Several editors later and a looming recession and the magazine was once again ailing and Jane Procter was brought in to re-invent the title for the 1990s. With a sound appreciation of the zeitgeist - the need for bite not bitch - plus intriguing, newsworthy and gently satirical content, she succeeded in making Tatler a glamorous must-read way beyond its previous social remit. The circulation tripled to over 90,000 - its highest ever figure. Procter was also a gifted marketer and the first to realise the importance of the magazine as a brand. She created the various band on supplements such as The Travel and Restaurant Guides, the famous lists like The Most Invited and The Little Black Book and the hugely popular parties that accompanied them.
| Clement Short | 1901– | |
| Edward Peter Huskinson | 1908–40 | Killed in 1941 by a train at Savernake station.[18] |
| Reginald Stewart Hooper | 1940–45 | Died in office. Previously editor of The Bystander from 1932.[19] |
| Col. Sean Fielding | 1946–54[20] | later of the Daily Express |
| Lt-Col. Philip Youngman-Carter | 1954–57 | earlier worked for Fielding as editor of Soldier[21] |
| Mark Boxer | 1965 | Officially "editorial director" of London Life. He was also the Times political cartoonist and creator of the Sunday Times magazine[13] |
| Ian Howard[13] | 1965– | |
| Robert Innes-Smith[15] | 1968 | |
| Leslie Field | 1978– | The first woman, and first American, editor.[22] |
| Tina Brown[1] | 1979–83 | |
| Libby Purves | 1983[23][24] | |
| Mark Boxer | 1983–88[24] | Second term; retired just before his death from brain cancer.[25] |
| Emma Soames | 1988–90[24] | "Sacked very publicly"[26] |
| Jane Procter | 1990–99[27] | |
| Geordie Greig[28] | 1999–2009[29] | resigned to become editor of the Evening Standard[29] |
| Catherine Ostler | 2009– | Previously editor of the Evening Standard's ES magazine[24] |
There are also ten Tatlers in Asia - Hong Kong Tatler (launched 1977), Singapore Tatler (1982), Malaysia Tatler (1989), Thailand Tatler (1991), Philippine Tatler (2001), Indonesia Tatler (2000), Beijing Tatler and Shanghai Tatler (both 2001), Macau Tatler and Taiwan Tatler (2008). The Asian Tatlers are now owned by the Swiss-based Edipresse Group.
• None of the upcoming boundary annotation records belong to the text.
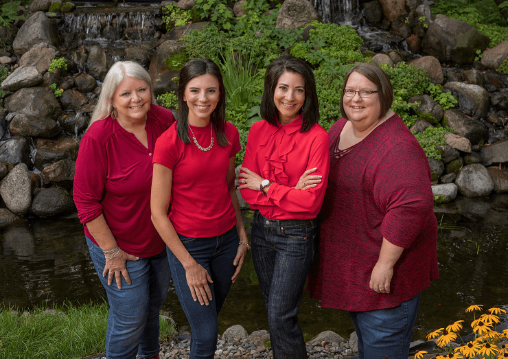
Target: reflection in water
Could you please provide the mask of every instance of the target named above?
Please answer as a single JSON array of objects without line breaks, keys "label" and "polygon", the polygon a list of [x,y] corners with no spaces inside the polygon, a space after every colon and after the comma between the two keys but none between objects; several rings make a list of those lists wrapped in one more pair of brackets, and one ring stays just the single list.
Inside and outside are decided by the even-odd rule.
[{"label": "reflection in water", "polygon": [[[414,339],[424,338],[430,329],[443,327],[450,320],[465,319],[463,310],[472,302],[486,308],[508,304],[508,195],[459,198],[439,205],[435,211],[443,225],[455,228],[439,231],[441,277],[422,294]],[[250,211],[244,215],[246,223],[252,221]],[[268,329],[250,253],[248,259],[219,316],[220,332],[234,324],[241,324],[249,333]],[[106,299],[76,215],[0,227],[0,261],[4,305]],[[186,325],[172,288],[163,309],[172,312],[177,323]],[[354,330],[345,312],[320,308],[306,292],[299,318],[309,335],[330,329],[349,337]]]}]

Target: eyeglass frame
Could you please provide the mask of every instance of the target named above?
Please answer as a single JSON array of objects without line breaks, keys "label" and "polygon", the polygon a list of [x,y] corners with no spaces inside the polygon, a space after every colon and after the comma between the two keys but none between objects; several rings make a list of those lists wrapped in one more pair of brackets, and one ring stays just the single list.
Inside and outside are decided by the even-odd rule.
[{"label": "eyeglass frame", "polygon": [[[354,92],[354,94],[352,96],[348,96],[347,95],[346,95],[346,91],[353,91]],[[361,91],[367,92],[368,93],[369,93],[369,96],[367,97],[362,96],[362,95],[360,93]],[[372,96],[373,93],[378,93],[379,91],[378,90],[360,90],[360,91],[356,91],[354,90],[351,90],[348,89],[344,89],[343,90],[343,93],[344,93],[344,95],[349,98],[354,97],[357,92],[358,93],[358,95],[362,98],[370,98],[371,96]]]}]

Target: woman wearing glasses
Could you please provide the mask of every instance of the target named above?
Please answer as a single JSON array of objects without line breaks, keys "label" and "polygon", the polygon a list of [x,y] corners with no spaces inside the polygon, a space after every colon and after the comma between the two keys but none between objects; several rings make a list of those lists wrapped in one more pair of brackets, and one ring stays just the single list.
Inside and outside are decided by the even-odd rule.
[{"label": "woman wearing glasses", "polygon": [[345,77],[310,280],[322,306],[349,312],[360,359],[407,358],[420,293],[439,277],[428,162],[393,100],[376,65]]}]

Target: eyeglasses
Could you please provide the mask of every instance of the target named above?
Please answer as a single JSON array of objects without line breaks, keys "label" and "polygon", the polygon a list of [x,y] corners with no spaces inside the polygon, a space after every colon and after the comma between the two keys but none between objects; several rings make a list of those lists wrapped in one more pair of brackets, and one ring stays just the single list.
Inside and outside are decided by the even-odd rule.
[{"label": "eyeglasses", "polygon": [[370,90],[360,90],[359,91],[356,91],[354,90],[345,89],[344,90],[344,95],[347,96],[348,97],[354,97],[354,95],[357,92],[358,93],[358,95],[360,95],[360,97],[369,98],[371,97],[371,95],[378,91]]}]

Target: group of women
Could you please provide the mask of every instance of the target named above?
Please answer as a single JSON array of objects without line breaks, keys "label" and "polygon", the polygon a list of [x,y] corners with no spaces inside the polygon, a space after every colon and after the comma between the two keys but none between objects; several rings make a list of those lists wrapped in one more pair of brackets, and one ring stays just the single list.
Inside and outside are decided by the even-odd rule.
[{"label": "group of women", "polygon": [[152,89],[141,66],[115,63],[76,161],[74,199],[110,305],[107,358],[159,358],[172,277],[189,358],[213,358],[218,314],[251,246],[275,359],[308,358],[297,319],[308,278],[322,306],[349,312],[360,358],[407,358],[420,293],[438,277],[437,224],[426,157],[390,109],[384,73],[351,69],[344,118],[327,133],[312,69],[290,56],[268,66],[264,119],[238,180],[255,210],[250,244],[218,67],[183,67],[177,120]]}]

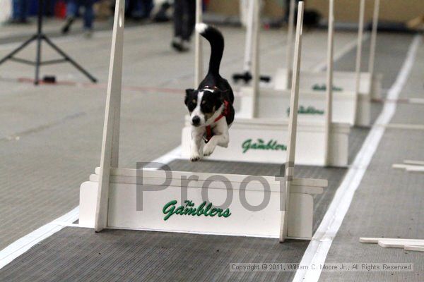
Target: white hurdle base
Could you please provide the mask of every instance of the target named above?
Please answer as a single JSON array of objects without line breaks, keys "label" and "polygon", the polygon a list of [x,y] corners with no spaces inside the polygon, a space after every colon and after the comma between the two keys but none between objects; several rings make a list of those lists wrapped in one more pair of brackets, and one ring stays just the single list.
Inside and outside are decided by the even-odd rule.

Other magazines named Tatler have no connection to the London magazine or Condé Nast, although their content is a similar mix of fashion and local high-society news.
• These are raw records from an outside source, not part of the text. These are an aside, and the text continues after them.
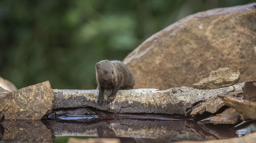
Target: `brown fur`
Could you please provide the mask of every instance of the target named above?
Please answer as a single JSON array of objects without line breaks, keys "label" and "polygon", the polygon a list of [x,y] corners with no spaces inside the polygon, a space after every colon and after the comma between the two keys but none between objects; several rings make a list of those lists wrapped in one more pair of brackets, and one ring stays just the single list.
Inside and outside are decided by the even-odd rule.
[{"label": "brown fur", "polygon": [[119,89],[131,89],[134,85],[134,74],[121,61],[104,60],[95,65],[97,89],[99,90],[98,102],[101,104],[105,90],[112,90],[108,98],[108,104],[116,98]]}]

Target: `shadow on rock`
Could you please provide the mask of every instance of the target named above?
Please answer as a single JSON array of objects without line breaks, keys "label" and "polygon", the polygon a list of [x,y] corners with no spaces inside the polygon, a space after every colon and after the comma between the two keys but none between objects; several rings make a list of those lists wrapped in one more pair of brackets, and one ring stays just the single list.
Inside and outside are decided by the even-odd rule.
[{"label": "shadow on rock", "polygon": [[0,138],[4,142],[53,142],[54,140],[52,130],[40,121],[5,121],[0,126]]}]

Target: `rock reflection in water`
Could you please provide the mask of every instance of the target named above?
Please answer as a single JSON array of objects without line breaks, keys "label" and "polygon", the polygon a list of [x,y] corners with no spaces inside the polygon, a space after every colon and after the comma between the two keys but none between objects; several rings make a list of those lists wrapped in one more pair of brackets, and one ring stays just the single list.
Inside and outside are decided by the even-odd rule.
[{"label": "rock reflection in water", "polygon": [[[219,132],[215,131],[215,129],[212,129],[210,126],[204,127],[199,125],[196,122],[185,120],[119,119],[107,121],[99,120],[98,121],[94,120],[86,122],[75,122],[74,121],[47,121],[47,122],[52,127],[54,135],[60,136],[99,136],[123,138],[125,140],[128,138],[128,140],[133,140],[135,139],[151,138],[173,141],[221,139],[236,136],[235,132],[228,128],[219,127],[220,128],[219,131],[223,131]],[[223,134],[223,132],[228,133]]]},{"label": "rock reflection in water", "polygon": [[52,143],[54,140],[51,128],[40,121],[4,121],[0,125],[0,141],[3,142]]}]

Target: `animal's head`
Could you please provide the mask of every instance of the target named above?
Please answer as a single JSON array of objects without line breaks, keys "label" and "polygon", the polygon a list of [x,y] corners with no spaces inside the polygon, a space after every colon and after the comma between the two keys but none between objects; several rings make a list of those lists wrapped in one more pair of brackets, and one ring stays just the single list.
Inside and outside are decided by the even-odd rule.
[{"label": "animal's head", "polygon": [[96,64],[98,75],[106,80],[112,80],[116,75],[114,64],[109,60],[103,60]]}]

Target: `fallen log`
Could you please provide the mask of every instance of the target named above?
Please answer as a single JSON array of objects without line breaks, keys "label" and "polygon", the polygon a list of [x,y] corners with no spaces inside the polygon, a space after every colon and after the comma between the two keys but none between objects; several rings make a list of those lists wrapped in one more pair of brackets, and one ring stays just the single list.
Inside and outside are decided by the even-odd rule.
[{"label": "fallen log", "polygon": [[[157,89],[119,90],[116,99],[109,104],[105,99],[109,91],[104,93],[102,104],[97,103],[98,90],[53,90],[56,95],[54,110],[91,107],[114,113],[155,113],[193,115],[207,111],[215,113],[224,105],[218,100],[216,104],[207,105],[207,109],[199,110],[193,107],[199,104],[204,107],[208,100],[218,99],[217,95],[241,92],[244,83],[212,90],[199,90],[189,87],[174,88],[165,91]],[[194,109],[198,110],[193,112]]]}]

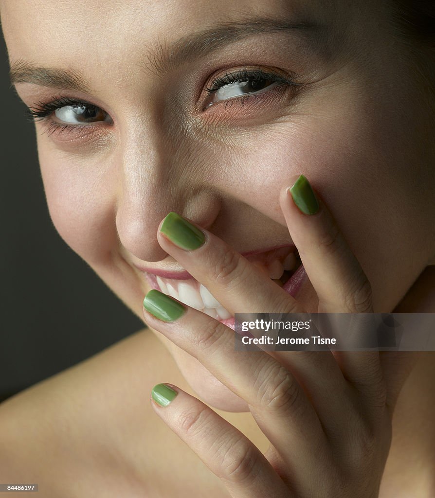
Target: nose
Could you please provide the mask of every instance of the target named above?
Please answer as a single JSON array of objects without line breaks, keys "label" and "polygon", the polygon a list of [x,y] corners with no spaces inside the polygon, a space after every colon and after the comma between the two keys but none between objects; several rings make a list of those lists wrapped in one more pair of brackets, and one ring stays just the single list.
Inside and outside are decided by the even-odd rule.
[{"label": "nose", "polygon": [[219,197],[192,171],[197,165],[188,154],[173,153],[170,145],[163,146],[147,131],[138,134],[146,138],[135,140],[130,134],[117,168],[116,229],[121,243],[135,258],[160,261],[167,256],[157,241],[163,218],[174,211],[208,228],[219,212]]}]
The Irish Tatler was founded by H. Crawford Hartnell in 1890 as The Lady of the House,[30] and later renamed Irish Sketch and Irish Tatler and Sketch.[31] Noelle Campbell Sharp renamed it IT in 1979.[32] She sold it to Robert Maxwell in 1989; Smurfit publications bought it after Maxwell's death. It is now Irish Tatler.[31]
Ulster Tatler has been published in Belfast since 1966.
The New York Tatler Social Digest merged in 1929 with the American Sketch to give Tatler and American Sketch.[33] John S. Schem closed the magazine in 1933 after legal trouble arising from its grading of New York débutantes, on a scale running "A", "B", "C", "D", and "E-Z".[34]